От вопросов столь крупной, так сказать, государственной важности дело точно в том же направлении доходило и до частностей: Шульц начал хвалить нашу общественную жизнь, наш Петербург с его каналами, мостами и дворцами.
Кто-то похвалил Берлин.
– Помилуйте! – вступился Шульц. – Ну что там за Берлин! воробью летом напиться негде; а ведь у нас, ведь это я, ей-богу, не знаю – ведь это Венеция!

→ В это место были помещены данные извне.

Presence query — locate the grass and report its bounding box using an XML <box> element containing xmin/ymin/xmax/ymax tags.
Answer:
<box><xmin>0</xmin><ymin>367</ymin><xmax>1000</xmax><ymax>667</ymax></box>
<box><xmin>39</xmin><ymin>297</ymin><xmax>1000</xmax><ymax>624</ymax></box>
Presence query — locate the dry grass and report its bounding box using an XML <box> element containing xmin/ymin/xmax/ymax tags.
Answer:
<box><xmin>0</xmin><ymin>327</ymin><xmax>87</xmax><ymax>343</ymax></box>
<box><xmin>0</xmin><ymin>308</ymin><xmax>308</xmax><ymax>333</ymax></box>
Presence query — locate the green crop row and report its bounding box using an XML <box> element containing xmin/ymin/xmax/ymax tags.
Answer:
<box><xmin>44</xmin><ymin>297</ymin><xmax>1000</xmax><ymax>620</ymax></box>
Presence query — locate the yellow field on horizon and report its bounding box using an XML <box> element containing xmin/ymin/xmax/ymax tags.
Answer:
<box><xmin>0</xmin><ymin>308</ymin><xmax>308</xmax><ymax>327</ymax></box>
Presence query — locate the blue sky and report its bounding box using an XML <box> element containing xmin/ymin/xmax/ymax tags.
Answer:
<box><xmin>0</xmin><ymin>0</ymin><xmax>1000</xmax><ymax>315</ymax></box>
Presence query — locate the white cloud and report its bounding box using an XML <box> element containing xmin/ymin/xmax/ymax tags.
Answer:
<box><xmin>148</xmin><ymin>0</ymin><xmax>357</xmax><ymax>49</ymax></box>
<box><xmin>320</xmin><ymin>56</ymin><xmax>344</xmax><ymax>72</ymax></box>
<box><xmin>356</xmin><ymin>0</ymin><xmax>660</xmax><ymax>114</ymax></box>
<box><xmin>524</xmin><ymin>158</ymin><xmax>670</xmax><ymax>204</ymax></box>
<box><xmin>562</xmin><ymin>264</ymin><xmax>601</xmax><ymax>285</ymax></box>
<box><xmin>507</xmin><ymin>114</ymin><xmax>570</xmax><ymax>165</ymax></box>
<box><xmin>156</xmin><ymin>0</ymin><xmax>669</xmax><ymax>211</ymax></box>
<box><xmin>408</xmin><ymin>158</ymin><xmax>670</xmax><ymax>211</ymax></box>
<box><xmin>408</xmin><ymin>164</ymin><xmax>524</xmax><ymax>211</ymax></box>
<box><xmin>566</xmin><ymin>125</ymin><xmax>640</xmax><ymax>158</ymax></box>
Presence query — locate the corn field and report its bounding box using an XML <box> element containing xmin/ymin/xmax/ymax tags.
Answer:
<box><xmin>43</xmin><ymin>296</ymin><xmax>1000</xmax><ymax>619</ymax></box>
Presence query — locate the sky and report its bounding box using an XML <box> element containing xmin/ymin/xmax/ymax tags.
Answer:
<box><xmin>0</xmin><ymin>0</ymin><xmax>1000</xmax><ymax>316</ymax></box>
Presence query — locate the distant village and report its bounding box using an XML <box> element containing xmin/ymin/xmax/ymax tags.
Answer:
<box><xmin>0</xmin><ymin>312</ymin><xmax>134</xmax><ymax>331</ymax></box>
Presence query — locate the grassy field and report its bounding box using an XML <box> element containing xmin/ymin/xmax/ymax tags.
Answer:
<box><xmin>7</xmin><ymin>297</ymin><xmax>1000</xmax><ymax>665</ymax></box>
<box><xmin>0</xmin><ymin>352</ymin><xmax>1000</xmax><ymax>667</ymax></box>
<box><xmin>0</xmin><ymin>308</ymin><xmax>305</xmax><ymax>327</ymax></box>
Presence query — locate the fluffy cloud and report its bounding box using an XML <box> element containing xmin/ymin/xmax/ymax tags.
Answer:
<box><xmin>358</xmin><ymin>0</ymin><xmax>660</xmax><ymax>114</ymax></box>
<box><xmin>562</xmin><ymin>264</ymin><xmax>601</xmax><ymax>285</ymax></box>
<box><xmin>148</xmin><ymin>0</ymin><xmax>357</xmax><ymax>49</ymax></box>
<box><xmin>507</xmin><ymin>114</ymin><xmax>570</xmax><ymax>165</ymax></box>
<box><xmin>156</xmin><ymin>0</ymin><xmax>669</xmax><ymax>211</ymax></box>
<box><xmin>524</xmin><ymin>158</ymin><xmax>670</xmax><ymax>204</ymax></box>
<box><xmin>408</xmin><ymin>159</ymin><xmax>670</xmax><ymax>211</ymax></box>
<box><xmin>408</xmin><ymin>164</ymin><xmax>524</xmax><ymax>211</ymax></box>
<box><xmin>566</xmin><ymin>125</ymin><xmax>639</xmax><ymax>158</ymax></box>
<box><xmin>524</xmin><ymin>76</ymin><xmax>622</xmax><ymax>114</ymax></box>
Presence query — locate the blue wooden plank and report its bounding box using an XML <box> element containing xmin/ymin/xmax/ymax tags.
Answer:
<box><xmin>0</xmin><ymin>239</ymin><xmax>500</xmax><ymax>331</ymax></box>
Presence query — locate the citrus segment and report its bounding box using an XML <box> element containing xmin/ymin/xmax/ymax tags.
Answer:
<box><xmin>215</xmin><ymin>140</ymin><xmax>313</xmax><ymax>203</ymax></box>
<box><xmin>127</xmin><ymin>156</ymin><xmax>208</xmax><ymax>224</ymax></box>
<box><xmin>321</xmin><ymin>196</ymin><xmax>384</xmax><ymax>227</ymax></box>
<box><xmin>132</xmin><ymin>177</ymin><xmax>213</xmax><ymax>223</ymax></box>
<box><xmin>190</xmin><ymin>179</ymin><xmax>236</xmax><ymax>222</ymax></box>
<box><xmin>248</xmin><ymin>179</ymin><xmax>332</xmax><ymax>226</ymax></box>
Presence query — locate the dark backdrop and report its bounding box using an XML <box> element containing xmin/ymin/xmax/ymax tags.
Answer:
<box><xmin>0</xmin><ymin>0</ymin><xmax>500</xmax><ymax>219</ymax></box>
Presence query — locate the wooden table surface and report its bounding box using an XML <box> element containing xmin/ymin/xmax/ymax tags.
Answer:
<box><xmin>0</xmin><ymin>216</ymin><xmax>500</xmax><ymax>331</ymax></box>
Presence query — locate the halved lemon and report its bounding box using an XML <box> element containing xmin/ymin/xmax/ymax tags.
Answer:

– Да и лед в мае плавает, – подсказал Истомин.
Шульц рассмеялся и ударил Истомина товарищески по плечу.
В это время кто-то заговорил о театрах; какие театры в Берлине и в Вене; вспомнили о Янаушек и о Газе.
– Что ж Газе! Ну, что ж такое Газе! – восклицал с кислою миною Фридрих Фридрихович поклонникам немецкого Гаррика. – Видел-с я и Газе и Дависона, а уж я не говорю об этом черте, об Ольридже… но… но, я спрашиваю вас… ну что же это такое? Конечно, там в Отелло он хорош, ну ни слова – хорош; но ведь это… ведь это все-таки не то же, например, что наш Василий Васильевич, который везде и во всем артист.
На лицах немцев выразилось общее недоумение и даже перепуг.
Один недоумевающий немец, остолбеневший с куском говядины во рту, торопливо пропустил глоток вина и спросил:
– Это какой Василь Васичь?
– Да Самойлов-с.
– А-га, Самойлов! – произносил недоумевающий немец, точно проглатывал в несколько приемов большую маринованную устрицу.
– Да-с, да, Самойлов! Что может сравниться, я говорю, когда он произносит это, знаете: «О, защитите нас, святые силы неба!» О, я вам скажу, это не шутка-с!
– Очень хорошо, – соглашался недоумевающий немец, проглатывая вторую устрицу.
– Ну, зато уж опера русская! – заводила, покачивая головою, булочница Шперлинг.
– Да, опера того… нехороша была, не теперь-с, а была!– отвечал с соболезнованием Фридрих Фридрихович, – но певцы хорошие все-таки всегда были. Итальянцы там, конечно, итальянцами; но да-с, а я ведь за всех этих итальянцев не отдам вам нашего русского Осипа Афанасьевича. Да-ас! не отдам! Осипа Афанасьевича не отдам!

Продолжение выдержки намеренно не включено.